Live at Eindhoven '87专辑介绍

by Eduardo Rivadavia

Bay Area thrashers Testament arrived at the 1987 Dynamo Open Air Festival as relative unknowns, bolstered only by a startlingly mature debut album named The Legacy and boatloads of promise; they left conquering heroes, having handily converted the European masses assembled there with their accomplished musicianship and ferocious live show. So successful was the band's performance, in fact, that their label Megaforce rush-released the Live at Eindhoven EP in Europe -- thereby perpetuating four of the band's most potent melodic thrashers -- "Over the Wall," "Burnt Offerings," "Do or Die," and "Apocalyptic City" -- in all their vicious on-stage glory, and often at even faster speeds than were managed in the studio. A final, fifth track, named "Reign of Terror," was also tacked onto the end, as though it too had been performed live, but was in fact a rare outtake from The Legacy sessions, which helped make the original Live at Eindhoven EP a high-selling import in America over the next few years.
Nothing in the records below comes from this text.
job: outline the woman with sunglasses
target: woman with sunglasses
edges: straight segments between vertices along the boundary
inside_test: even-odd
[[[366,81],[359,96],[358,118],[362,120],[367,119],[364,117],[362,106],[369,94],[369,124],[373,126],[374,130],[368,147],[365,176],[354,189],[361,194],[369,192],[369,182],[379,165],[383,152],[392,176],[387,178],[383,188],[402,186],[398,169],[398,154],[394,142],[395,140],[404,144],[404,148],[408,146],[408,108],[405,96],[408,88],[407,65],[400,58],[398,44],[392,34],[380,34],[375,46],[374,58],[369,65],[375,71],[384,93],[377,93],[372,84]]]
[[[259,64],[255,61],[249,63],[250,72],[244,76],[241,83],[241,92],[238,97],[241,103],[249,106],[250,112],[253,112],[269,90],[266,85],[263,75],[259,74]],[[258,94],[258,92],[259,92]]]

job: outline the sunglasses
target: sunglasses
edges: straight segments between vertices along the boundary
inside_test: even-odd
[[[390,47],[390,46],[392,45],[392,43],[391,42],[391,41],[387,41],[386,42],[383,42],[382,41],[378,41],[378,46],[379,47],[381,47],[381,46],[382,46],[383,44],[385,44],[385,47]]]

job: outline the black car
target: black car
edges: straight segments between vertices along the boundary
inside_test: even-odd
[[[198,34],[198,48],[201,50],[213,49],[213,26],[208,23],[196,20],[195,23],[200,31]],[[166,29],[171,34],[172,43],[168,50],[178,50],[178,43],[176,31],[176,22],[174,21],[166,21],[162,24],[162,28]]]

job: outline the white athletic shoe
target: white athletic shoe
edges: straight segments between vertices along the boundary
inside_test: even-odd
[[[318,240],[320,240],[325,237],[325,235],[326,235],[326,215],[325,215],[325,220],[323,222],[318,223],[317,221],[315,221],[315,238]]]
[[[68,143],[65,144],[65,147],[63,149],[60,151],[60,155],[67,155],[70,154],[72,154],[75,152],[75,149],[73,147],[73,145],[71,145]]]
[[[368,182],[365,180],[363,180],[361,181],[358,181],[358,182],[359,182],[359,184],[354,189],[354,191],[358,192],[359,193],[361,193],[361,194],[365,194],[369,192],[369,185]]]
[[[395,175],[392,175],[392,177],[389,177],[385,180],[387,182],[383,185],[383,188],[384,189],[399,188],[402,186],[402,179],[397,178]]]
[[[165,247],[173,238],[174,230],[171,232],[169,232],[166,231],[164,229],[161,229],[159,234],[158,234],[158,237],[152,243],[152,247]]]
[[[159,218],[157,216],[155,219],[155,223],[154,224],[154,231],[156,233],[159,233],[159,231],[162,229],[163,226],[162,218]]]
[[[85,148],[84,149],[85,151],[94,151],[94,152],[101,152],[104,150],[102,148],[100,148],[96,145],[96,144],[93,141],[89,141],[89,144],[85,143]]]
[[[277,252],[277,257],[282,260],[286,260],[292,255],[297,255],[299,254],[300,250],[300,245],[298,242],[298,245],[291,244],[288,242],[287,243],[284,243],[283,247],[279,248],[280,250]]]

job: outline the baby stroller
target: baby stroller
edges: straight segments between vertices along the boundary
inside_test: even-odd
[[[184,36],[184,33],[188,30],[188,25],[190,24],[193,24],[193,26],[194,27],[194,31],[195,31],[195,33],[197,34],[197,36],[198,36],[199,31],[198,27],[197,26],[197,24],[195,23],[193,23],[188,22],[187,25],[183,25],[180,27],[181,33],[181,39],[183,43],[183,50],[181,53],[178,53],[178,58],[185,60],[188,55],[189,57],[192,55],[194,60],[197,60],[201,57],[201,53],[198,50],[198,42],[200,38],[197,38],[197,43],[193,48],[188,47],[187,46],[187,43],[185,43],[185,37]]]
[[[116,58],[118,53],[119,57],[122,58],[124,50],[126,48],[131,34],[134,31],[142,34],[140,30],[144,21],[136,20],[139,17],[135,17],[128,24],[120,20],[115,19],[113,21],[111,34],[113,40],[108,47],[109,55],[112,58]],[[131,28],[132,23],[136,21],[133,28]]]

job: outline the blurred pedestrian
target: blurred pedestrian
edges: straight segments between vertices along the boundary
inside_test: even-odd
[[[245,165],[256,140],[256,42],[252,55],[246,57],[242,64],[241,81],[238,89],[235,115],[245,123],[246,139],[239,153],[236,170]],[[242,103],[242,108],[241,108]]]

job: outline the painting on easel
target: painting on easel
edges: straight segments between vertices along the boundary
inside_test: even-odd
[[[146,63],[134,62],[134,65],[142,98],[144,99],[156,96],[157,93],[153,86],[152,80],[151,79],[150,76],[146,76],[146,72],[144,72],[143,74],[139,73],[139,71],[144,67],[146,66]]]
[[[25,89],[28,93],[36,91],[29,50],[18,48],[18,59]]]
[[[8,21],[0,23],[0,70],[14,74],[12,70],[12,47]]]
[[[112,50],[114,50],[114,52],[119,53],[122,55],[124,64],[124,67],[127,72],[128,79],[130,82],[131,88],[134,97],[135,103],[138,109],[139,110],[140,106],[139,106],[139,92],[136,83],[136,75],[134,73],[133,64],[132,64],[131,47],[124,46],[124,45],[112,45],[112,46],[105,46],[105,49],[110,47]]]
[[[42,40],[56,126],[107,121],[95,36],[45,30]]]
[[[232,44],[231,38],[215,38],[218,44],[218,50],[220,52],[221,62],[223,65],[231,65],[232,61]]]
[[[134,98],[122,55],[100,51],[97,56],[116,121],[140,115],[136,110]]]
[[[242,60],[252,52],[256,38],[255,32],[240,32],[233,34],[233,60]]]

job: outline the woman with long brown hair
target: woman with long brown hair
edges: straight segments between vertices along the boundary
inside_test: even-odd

Fast forward some 20 years, though, and Testament's complete, uniquely inspired set from that day was finally released in its entirety by Prosthetic Records; bringing the song count to nine, plus a guitar solo from teen wizard Alex Skolnick and arguably doubling the overall excitement in the bargain. Among the additions, there's the surprise of an as-yet unreleased "Disciples of the Watch" -- soon to become the centerpiece of Testament's massive sophomore studio effort, The New Order -- and three more classics from The Legacy, in "The Haunting," "First Strike Is Deadly," and an almost impossibly fast-and-heavy tornado-de-force through "Curse of the Legions of Death." In the end, the only measure of misfortune afflicting Live at Eindhoven's well-deserved upgrade and reissue may be the sense of irrelevance with which the music-buying public views live albums, in general, a decade into the third millennium. Testament's Live at Eindhoven flies too far away from the mainstream to change that, but it sure as hell might help.